Хорошо идет работа, знатно. Утро солнечное, свежее, крынка парного молока на скамейке – только руку протяни. Машешь топором, снимаешь усталость молоком, красота! И настроение поднимается.
А было оно не очень. Привез он вчера Марину к бабушке в деревенский дом, назвал ее своей невестой. Ночью прокрался к ней в комнату, лег рядом. Она его не прогнала, но и под ночнушку к себе не впустила. Завтра, сказала. Или послезавтра. А то и никогда.
Не выходит Горохов у нее из головы. Стоит он между ними. А Никита уже не хочет искать другую. Ему нужна только Марина. Он даже готов ей все простить.
Хрясь! Идет работа!.. А Марина все еще спит или уже нет?

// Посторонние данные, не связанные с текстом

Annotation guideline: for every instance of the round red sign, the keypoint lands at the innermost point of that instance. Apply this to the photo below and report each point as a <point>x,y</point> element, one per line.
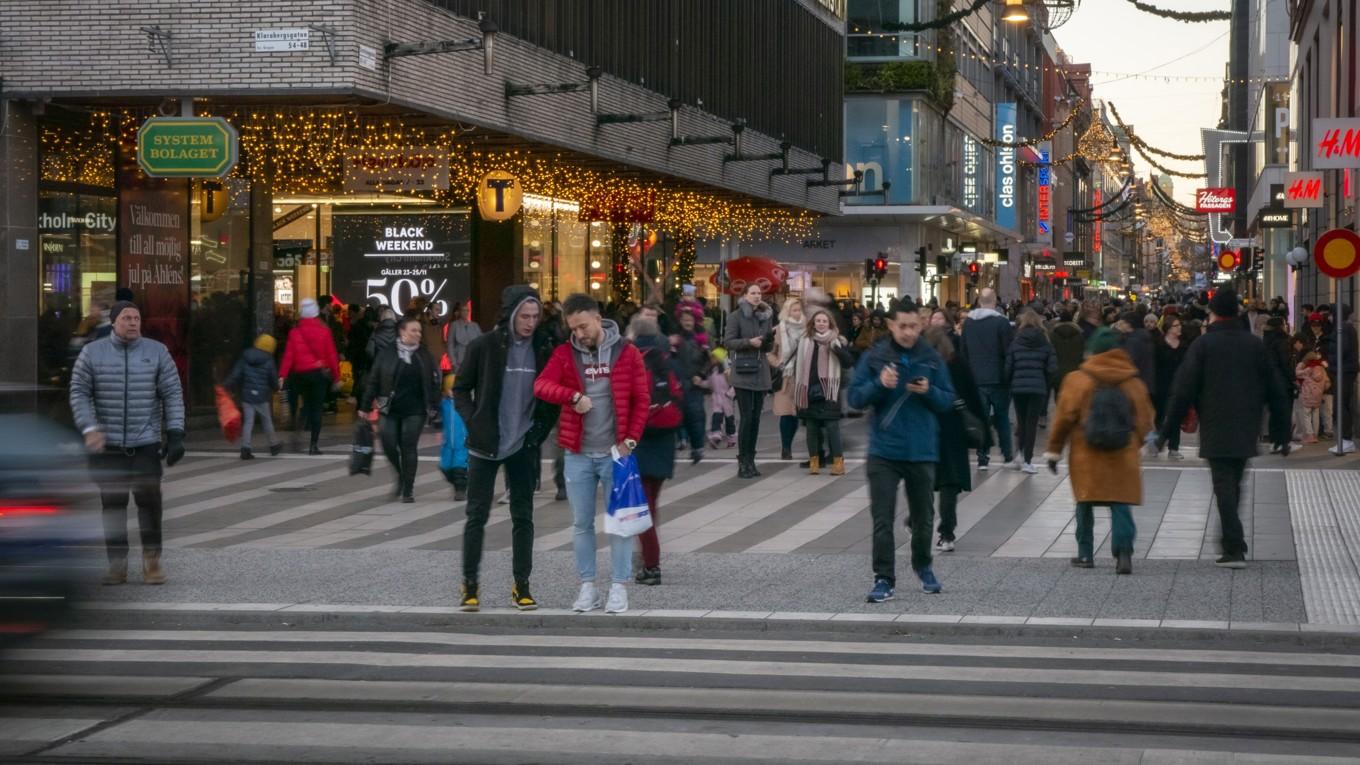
<point>1337,253</point>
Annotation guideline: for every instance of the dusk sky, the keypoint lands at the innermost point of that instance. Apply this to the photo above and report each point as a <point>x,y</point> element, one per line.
<point>1115,37</point>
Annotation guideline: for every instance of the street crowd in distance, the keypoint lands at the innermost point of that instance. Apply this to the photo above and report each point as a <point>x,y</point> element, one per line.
<point>601,388</point>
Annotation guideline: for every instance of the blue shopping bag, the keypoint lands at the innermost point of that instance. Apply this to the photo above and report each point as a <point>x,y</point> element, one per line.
<point>627,513</point>
<point>453,455</point>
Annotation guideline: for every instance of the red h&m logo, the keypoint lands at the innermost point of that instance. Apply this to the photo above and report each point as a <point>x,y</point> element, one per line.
<point>1215,200</point>
<point>1337,142</point>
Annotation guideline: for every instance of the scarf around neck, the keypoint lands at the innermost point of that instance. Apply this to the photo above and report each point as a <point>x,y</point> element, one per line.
<point>816,349</point>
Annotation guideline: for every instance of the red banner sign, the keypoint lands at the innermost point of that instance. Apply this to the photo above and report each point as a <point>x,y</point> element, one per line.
<point>1215,200</point>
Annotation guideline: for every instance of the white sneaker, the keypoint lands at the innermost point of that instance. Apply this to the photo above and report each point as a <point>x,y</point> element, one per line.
<point>618,599</point>
<point>589,598</point>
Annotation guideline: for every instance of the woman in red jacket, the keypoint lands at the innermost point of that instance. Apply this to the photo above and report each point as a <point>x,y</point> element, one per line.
<point>603,388</point>
<point>312,366</point>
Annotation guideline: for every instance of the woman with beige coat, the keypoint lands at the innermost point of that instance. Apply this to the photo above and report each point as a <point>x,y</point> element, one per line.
<point>1102,477</point>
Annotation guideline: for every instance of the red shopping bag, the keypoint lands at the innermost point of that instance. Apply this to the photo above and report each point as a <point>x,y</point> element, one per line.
<point>1190,424</point>
<point>227,414</point>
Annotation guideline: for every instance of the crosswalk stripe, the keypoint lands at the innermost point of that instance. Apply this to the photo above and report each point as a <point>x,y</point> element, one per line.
<point>728,644</point>
<point>663,664</point>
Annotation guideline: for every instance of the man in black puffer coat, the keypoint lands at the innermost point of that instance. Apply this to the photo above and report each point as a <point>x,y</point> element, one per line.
<point>1227,377</point>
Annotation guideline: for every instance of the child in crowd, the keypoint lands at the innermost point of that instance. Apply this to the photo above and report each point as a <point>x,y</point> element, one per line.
<point>721,402</point>
<point>1311,375</point>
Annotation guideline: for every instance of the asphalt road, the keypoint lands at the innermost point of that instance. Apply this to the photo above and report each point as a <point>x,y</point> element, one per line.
<point>357,690</point>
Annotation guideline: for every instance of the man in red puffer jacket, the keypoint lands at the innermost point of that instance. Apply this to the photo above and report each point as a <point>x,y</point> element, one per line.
<point>603,388</point>
<point>312,366</point>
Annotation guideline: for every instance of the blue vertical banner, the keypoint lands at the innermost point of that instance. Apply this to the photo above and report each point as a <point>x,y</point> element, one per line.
<point>1007,188</point>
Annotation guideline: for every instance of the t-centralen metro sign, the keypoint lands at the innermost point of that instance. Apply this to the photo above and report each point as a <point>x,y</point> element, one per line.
<point>187,147</point>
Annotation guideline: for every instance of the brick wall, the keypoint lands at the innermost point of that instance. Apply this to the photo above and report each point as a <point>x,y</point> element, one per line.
<point>94,49</point>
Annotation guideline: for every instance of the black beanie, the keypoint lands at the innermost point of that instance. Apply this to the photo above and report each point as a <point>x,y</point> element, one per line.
<point>120,306</point>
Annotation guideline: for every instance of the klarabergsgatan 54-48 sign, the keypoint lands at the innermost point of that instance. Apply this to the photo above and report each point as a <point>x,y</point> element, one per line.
<point>187,147</point>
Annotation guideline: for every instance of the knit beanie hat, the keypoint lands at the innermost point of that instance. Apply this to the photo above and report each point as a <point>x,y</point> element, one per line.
<point>1224,302</point>
<point>120,306</point>
<point>1103,339</point>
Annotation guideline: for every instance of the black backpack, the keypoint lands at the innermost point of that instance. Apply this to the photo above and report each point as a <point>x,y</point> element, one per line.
<point>1110,419</point>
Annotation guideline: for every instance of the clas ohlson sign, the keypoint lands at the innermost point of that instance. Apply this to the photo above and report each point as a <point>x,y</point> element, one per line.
<point>187,147</point>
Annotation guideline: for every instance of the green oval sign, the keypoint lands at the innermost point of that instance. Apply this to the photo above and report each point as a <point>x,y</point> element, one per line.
<point>187,147</point>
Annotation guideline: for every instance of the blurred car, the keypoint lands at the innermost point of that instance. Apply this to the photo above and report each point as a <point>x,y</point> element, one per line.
<point>49,542</point>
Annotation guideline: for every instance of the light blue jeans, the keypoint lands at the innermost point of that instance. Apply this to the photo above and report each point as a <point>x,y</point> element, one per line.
<point>584,474</point>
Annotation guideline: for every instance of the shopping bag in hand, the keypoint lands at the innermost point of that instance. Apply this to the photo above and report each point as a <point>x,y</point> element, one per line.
<point>227,415</point>
<point>361,453</point>
<point>627,513</point>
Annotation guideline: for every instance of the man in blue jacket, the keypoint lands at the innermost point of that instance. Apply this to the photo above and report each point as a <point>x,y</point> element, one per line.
<point>906,384</point>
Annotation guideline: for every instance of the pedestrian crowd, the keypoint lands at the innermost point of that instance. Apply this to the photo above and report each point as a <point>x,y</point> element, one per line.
<point>1111,384</point>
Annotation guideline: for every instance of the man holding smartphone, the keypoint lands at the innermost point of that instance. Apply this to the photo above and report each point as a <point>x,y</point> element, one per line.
<point>906,384</point>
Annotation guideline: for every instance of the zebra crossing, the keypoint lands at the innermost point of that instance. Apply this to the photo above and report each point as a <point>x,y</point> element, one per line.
<point>316,504</point>
<point>257,694</point>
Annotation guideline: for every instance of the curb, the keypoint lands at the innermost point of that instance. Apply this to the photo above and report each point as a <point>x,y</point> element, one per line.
<point>856,624</point>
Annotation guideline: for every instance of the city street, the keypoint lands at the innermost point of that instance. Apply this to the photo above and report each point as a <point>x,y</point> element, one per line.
<point>308,618</point>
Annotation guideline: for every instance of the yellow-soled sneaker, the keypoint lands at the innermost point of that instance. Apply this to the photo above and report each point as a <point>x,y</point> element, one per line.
<point>521,598</point>
<point>471,602</point>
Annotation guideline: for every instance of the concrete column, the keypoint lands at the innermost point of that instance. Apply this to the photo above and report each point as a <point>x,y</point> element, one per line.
<point>21,279</point>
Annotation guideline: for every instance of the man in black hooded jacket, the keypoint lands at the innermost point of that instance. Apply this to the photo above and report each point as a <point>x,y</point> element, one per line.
<point>494,396</point>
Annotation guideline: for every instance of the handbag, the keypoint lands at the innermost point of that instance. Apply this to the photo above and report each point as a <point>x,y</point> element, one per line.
<point>627,513</point>
<point>974,430</point>
<point>1192,422</point>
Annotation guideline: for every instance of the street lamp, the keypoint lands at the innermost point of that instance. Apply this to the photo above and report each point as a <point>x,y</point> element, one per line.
<point>1015,12</point>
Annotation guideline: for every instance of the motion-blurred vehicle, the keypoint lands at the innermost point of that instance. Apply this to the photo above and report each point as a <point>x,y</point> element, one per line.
<point>49,541</point>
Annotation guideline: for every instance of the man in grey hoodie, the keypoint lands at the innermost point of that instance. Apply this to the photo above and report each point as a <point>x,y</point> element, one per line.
<point>986,338</point>
<point>494,396</point>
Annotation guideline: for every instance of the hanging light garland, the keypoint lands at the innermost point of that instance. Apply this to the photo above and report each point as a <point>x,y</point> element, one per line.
<point>1193,17</point>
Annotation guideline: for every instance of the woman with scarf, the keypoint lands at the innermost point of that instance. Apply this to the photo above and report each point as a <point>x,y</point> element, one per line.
<point>404,388</point>
<point>816,370</point>
<point>786,338</point>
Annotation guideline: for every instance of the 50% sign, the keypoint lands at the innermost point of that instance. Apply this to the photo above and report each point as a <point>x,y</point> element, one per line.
<point>404,290</point>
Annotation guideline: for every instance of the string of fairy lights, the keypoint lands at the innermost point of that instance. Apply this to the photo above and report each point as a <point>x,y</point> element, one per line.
<point>301,151</point>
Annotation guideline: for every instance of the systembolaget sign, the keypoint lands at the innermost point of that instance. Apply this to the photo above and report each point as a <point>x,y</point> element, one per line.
<point>1336,143</point>
<point>1215,200</point>
<point>1302,189</point>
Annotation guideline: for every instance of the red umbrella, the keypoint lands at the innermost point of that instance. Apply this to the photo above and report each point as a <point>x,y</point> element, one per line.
<point>744,271</point>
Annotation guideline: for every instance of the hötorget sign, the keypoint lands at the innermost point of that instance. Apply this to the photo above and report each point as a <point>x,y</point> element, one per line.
<point>1337,253</point>
<point>187,147</point>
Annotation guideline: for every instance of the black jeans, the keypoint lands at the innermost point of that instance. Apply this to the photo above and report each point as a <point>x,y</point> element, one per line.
<point>400,437</point>
<point>313,388</point>
<point>828,428</point>
<point>1030,407</point>
<point>948,512</point>
<point>119,473</point>
<point>750,403</point>
<point>918,478</point>
<point>1227,489</point>
<point>521,470</point>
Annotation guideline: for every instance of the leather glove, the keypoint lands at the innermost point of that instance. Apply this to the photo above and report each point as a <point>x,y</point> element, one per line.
<point>173,451</point>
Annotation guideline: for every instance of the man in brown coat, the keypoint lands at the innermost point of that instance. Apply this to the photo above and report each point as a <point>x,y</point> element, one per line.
<point>1102,477</point>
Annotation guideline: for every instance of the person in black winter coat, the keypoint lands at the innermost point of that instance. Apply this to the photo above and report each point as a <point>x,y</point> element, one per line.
<point>1031,369</point>
<point>257,377</point>
<point>404,388</point>
<point>954,471</point>
<point>986,335</point>
<point>1343,383</point>
<point>1228,379</point>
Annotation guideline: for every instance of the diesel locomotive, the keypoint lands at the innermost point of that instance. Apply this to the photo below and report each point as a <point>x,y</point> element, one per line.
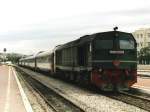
<point>107,60</point>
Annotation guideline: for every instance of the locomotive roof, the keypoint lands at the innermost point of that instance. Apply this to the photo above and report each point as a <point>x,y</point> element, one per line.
<point>88,38</point>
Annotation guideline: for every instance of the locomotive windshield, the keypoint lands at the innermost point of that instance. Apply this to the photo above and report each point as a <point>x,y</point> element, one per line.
<point>103,44</point>
<point>126,44</point>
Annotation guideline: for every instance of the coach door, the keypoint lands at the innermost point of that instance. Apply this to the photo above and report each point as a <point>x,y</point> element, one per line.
<point>82,55</point>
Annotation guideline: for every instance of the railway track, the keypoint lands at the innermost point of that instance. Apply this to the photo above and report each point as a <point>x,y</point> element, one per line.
<point>134,98</point>
<point>54,100</point>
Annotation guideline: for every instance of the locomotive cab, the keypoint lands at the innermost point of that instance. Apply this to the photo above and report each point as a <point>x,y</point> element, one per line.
<point>114,60</point>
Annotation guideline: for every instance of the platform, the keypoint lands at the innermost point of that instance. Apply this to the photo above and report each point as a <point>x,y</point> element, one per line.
<point>11,99</point>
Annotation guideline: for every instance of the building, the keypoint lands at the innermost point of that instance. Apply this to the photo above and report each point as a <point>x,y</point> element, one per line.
<point>142,37</point>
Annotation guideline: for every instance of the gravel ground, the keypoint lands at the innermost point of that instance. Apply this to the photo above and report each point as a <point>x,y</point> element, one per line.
<point>36,101</point>
<point>91,102</point>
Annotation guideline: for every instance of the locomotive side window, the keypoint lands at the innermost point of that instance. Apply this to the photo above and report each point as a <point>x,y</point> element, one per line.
<point>103,44</point>
<point>126,44</point>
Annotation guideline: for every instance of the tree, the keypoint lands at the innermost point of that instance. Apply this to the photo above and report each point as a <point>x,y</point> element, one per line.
<point>144,55</point>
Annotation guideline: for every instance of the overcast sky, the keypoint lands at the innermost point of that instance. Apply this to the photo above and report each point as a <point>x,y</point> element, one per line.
<point>29,26</point>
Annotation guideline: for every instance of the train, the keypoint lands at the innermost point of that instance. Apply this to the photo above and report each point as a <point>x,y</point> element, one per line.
<point>107,60</point>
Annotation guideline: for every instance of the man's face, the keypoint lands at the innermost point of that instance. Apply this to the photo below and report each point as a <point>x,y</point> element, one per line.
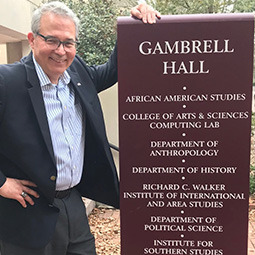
<point>53,62</point>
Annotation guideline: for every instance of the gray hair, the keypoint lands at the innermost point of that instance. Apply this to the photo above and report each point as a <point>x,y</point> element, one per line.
<point>56,8</point>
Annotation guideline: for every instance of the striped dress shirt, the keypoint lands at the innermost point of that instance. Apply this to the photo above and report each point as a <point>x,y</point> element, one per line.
<point>65,119</point>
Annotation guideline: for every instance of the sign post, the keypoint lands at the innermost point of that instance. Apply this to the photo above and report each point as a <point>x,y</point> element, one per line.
<point>185,88</point>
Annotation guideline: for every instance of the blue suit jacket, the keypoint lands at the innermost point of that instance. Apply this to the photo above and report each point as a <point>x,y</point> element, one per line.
<point>26,150</point>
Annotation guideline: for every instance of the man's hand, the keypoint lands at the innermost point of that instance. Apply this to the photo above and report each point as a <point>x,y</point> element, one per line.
<point>146,13</point>
<point>14,188</point>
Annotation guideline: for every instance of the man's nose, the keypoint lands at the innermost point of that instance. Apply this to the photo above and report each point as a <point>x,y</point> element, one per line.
<point>61,48</point>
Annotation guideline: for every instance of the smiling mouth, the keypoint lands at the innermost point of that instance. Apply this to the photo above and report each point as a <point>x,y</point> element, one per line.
<point>58,60</point>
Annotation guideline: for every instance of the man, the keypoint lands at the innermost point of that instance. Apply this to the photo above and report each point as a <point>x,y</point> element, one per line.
<point>53,145</point>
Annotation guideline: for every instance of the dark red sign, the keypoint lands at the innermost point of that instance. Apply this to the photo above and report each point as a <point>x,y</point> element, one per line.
<point>185,88</point>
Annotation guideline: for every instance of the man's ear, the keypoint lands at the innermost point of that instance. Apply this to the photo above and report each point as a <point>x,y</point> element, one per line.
<point>31,39</point>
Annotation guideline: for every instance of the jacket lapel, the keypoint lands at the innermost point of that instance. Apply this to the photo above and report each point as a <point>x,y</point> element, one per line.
<point>35,93</point>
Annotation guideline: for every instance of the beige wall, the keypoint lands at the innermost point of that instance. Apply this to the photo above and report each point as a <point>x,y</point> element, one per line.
<point>15,16</point>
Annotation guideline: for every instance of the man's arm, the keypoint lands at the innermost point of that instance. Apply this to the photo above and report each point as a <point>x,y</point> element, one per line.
<point>145,12</point>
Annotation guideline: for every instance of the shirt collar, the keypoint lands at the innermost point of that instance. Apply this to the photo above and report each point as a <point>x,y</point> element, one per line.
<point>44,79</point>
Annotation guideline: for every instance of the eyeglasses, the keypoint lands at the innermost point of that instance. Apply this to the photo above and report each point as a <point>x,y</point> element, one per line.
<point>53,43</point>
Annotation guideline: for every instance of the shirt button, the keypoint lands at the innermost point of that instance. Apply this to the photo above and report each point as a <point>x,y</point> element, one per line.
<point>53,178</point>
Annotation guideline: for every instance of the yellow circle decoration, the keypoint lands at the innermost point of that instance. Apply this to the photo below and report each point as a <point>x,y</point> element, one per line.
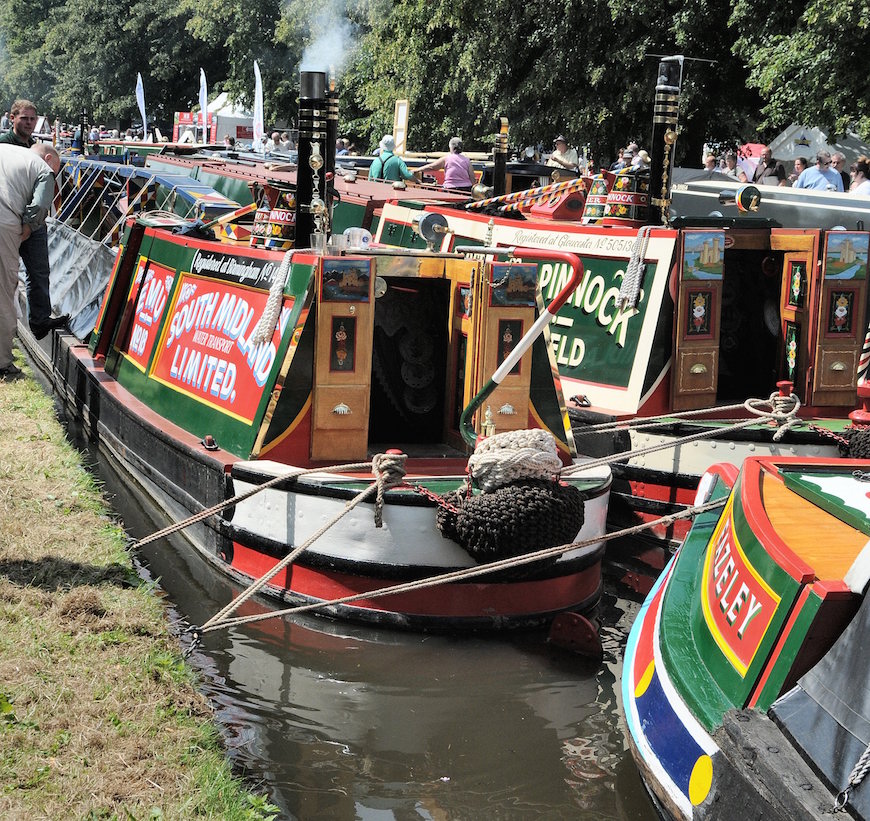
<point>701,780</point>
<point>645,679</point>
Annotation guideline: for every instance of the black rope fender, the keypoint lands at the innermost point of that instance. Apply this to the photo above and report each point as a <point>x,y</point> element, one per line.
<point>518,518</point>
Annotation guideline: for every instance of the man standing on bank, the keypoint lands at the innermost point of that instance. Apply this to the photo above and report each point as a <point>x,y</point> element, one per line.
<point>26,193</point>
<point>34,250</point>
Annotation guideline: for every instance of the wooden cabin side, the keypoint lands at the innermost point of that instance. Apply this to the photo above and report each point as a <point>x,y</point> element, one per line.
<point>368,352</point>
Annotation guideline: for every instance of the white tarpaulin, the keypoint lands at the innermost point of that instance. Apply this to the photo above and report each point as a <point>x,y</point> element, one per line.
<point>80,270</point>
<point>797,141</point>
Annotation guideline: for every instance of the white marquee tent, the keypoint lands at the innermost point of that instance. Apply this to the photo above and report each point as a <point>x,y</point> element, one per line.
<point>797,141</point>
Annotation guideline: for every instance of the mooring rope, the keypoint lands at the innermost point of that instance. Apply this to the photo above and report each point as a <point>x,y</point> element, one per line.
<point>389,472</point>
<point>785,419</point>
<point>216,623</point>
<point>661,420</point>
<point>855,778</point>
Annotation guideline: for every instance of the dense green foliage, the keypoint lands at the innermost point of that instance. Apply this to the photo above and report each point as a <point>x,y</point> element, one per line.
<point>581,67</point>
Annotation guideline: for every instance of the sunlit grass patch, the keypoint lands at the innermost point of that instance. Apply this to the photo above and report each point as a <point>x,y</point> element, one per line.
<point>99,714</point>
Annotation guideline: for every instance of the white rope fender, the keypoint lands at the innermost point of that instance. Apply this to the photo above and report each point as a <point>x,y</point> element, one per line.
<point>629,289</point>
<point>517,454</point>
<point>265,327</point>
<point>855,778</point>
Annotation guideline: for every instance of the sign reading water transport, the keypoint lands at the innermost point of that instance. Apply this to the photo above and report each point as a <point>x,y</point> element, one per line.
<point>151,302</point>
<point>206,350</point>
<point>738,604</point>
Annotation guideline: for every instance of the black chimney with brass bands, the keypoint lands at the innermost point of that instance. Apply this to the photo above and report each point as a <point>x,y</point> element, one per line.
<point>664,135</point>
<point>331,121</point>
<point>311,210</point>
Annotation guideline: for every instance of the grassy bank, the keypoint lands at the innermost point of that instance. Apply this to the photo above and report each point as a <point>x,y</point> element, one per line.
<point>99,715</point>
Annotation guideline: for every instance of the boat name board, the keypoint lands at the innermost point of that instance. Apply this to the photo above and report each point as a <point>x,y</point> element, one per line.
<point>153,296</point>
<point>207,352</point>
<point>738,603</point>
<point>596,299</point>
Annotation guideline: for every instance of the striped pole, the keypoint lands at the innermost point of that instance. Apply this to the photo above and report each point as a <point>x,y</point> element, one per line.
<point>550,197</point>
<point>864,360</point>
<point>544,190</point>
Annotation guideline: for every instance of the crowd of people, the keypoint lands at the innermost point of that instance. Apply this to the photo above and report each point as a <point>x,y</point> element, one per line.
<point>828,172</point>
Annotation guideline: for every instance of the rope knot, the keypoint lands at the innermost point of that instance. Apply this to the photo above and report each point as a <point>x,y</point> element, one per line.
<point>782,409</point>
<point>513,455</point>
<point>389,472</point>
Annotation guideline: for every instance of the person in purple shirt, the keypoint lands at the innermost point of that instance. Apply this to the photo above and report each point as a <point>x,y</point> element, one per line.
<point>820,176</point>
<point>458,175</point>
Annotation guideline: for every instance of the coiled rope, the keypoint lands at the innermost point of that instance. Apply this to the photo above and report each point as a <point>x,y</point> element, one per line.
<point>855,778</point>
<point>786,419</point>
<point>514,455</point>
<point>265,327</point>
<point>522,506</point>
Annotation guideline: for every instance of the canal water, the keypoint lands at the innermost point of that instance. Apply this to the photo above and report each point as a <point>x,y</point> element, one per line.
<point>343,722</point>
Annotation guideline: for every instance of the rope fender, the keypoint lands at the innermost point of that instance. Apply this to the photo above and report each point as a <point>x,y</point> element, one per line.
<point>523,506</point>
<point>857,443</point>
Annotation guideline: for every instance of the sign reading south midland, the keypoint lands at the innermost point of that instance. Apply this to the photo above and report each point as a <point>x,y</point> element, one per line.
<point>206,350</point>
<point>153,295</point>
<point>738,604</point>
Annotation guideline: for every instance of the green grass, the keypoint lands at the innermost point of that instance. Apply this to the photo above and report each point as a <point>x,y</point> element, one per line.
<point>100,717</point>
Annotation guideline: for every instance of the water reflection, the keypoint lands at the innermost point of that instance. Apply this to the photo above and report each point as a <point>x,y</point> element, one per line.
<point>344,722</point>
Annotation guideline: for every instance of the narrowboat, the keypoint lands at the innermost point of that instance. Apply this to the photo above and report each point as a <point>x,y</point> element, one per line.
<point>376,434</point>
<point>744,678</point>
<point>699,295</point>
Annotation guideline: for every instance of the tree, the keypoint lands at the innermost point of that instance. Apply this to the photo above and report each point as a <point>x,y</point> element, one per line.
<point>23,64</point>
<point>806,60</point>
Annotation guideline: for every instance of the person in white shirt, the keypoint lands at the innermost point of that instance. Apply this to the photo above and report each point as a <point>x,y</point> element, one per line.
<point>563,156</point>
<point>26,194</point>
<point>860,173</point>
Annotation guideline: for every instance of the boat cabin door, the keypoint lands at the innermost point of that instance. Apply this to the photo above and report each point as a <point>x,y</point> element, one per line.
<point>504,301</point>
<point>797,305</point>
<point>699,307</point>
<point>841,318</point>
<point>342,358</point>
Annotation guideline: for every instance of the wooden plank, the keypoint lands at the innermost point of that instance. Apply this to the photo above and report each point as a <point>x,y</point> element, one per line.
<point>828,545</point>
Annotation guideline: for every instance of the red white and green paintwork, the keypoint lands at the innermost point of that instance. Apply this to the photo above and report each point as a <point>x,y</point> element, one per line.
<point>732,623</point>
<point>172,386</point>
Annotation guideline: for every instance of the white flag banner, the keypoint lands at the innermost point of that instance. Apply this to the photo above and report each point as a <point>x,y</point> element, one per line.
<point>140,101</point>
<point>258,106</point>
<point>203,105</point>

Никита почувствовал ее присутствие, воткнул топор в колоду и развернулся. Действительно, стоит под бельевой веревкой и смотрит на него с грустной улыбкой на лице.
– Спала бы еще! – сказал он, красуясь перед ней. – Рано еще.
Бодибилдингом и прочим культуризмом Никита не увлекался, но мышцы у него хорошо просматриваются. И жира в боках нет.
– Да не спится. Домой надо ехать.
– Чего вдруг? – Парень нахмурился.
Неужели к Горохову ее тянет?
– Я не знаю, почему там тянут. Костю давно похоронить надо. Вдруг уже можно?..
Никита кивнул. Что ж, если причина уважительная, то они вернутся в город. Тело Дробова давно уже пора предать земле.
Снова убийство, еще один труп. Новый фрагмент нескончаемого действия, начатого Каином.
Мужчину задушили удавкой. В собственной машине. Сначала ограбили, а потом прикончили. Или наоборот.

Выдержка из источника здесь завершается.